Some of these have been facsimile editions meaning that they hold true to the original edit, sequence, design and feel of the original except perhaps deviating by taking advantage of improved printing technologies. I enjoy this approach to reissuing. Other reissues change the edit, often by adding images, or adding text in an attempt to “improve” to work. There is an argument to be made in favor of that. For me though, it is informative to see how the artist responded to the work in book form at the time of making the original edition.
What if Evans’ American Photographs was reissued with 30 more images? Would that improve the work? Why do we feel it necessary to improve a work anyway? The obvious answer is that, as artists, we probably are more sensitive to the flaws in a work that we feel are obvious to others but I think something is to be said for accepting those flaws and letting them exist. Our response to old work many years after it is created is always more informed, so where does the cycle end?
The title in this post is Walker Evans' Many Are Called originally released in 1966 by Houghton Mifflin Company and The Riverside Press. The reissue was produced in 2004 by Yale University Press and the Metropolitan Museum of Art.
The edit and sequencing of the photographs is the same as the original. It is in the trim size and printing where the major changes have been made. The original (judging from the soft cover copy of the 1st edition) is approximately 7 X 8.5 inches in size. The new edition is 8 X 9.5 inches so it has a noticeable difference in size. This new edition also adds a couple essays and other information regarding the plates that create a sense of a “book that is studying a book” instead of just presenting the work. As a scholarly title it is interesting. Luc Sante contributes what I think is a really great, often poetic essay on reading the work and book. Jeff Rosenheim, the curator of photographs at the Met adds to the back-story regarding Evans’ process of creating the photos and the publishing of the book as well.
As a title that exists as the work intended, I think this reissue slights that by self consciously emphasizing the importance of the work with the inclusion of the two essays. James Agee’s introduction to the original provided all that may be necessary in regards to text. The two added texts either just reiterate Agee’s sentiment or dwell on the “study” of the work. They are interesting but re-contextualize the book from the original.

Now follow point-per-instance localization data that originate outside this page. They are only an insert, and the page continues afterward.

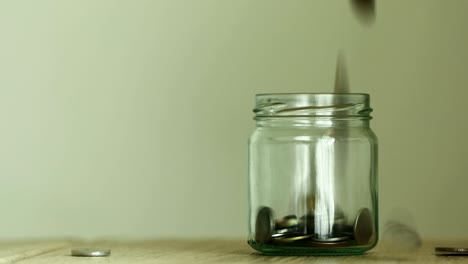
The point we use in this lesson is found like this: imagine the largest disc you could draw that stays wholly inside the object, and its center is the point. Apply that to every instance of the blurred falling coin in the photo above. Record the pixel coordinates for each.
(451, 251)
(264, 225)
(90, 252)
(363, 226)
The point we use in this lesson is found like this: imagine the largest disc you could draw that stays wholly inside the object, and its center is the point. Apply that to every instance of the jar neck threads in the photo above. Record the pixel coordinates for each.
(313, 107)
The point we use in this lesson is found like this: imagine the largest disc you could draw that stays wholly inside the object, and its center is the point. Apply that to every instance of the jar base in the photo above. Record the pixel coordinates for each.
(279, 250)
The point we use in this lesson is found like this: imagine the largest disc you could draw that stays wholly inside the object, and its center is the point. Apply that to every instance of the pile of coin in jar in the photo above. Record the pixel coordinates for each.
(300, 231)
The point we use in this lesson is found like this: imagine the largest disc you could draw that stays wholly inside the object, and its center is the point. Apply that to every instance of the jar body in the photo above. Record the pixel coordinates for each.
(313, 186)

The biggest mistake with the new edition is the alteration of the cover art. The original is wonderfully simple with its biblical reference. The type is strong and demands reverence. The overlay of the “Lex. Ave. Local” is a nice subtle aberration to the static, heavy feel of the title. I think, from a design standpoint, it was a remarkable accomplishment.
The new edition features and image (Pal Tells How Gungirl Killed) with the title sandwiched between the two figures in the photo. Although the font is the same it is smaller and squeezed into the layout. I sense that Yale and the Met figured that if they went with the original black cover that the book wouldn’t sell as well. Maybe they are right. I think they are wrong. I believe that most people who would buy this title are already very familiar with the original or familiar in general with Walker’s work that that would be the selling point.

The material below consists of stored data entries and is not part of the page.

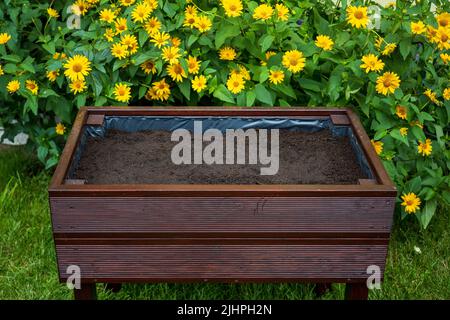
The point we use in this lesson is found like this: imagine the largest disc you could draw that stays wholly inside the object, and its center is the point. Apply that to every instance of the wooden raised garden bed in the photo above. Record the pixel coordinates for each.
(122, 212)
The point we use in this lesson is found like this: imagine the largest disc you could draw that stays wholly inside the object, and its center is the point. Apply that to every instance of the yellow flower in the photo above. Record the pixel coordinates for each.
(59, 56)
(109, 35)
(431, 34)
(149, 67)
(153, 4)
(141, 12)
(77, 67)
(32, 86)
(122, 92)
(77, 86)
(418, 27)
(276, 76)
(443, 19)
(198, 83)
(401, 112)
(13, 86)
(357, 16)
(387, 83)
(411, 202)
(151, 94)
(203, 23)
(160, 38)
(442, 38)
(416, 123)
(4, 38)
(390, 47)
(371, 63)
(378, 146)
(446, 94)
(127, 3)
(162, 89)
(235, 83)
(130, 42)
(107, 15)
(152, 26)
(282, 12)
(171, 54)
(425, 148)
(119, 51)
(52, 13)
(193, 65)
(121, 25)
(262, 12)
(294, 61)
(268, 55)
(176, 72)
(233, 8)
(324, 42)
(176, 42)
(191, 10)
(431, 95)
(80, 7)
(190, 20)
(445, 58)
(379, 42)
(227, 53)
(52, 75)
(60, 129)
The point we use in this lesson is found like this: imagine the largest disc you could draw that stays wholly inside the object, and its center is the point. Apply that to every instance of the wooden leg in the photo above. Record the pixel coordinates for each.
(87, 292)
(114, 287)
(356, 291)
(322, 288)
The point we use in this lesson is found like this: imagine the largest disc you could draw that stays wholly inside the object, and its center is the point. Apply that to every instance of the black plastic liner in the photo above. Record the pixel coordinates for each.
(147, 123)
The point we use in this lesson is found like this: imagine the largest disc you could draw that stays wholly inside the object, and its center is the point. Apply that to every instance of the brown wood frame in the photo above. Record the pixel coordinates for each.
(364, 239)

That aside, the printing of the new edition is vastly improved from the original edition. The photographs have gradations and subtleties that were literally eaten by the original. The new printing also achieves a richness in the prints that the original lacked. The black tonalities in the original were always a bit anemic looking.
It is a really wonderful book that I am happy was chosen to live another few years.
One small potential benefit of the reissue phenomenon might be that booksellers in the act of searching for the pricing of a title might mistake the original edition for the reprint. I only mention this because somehow, I miraculously bought my first edition soft cover of Many Are Called in a Park Slope bookstore about two months ago for $35.00. The new edition retails for about the same price. How often do you think that will happen? Lucky me.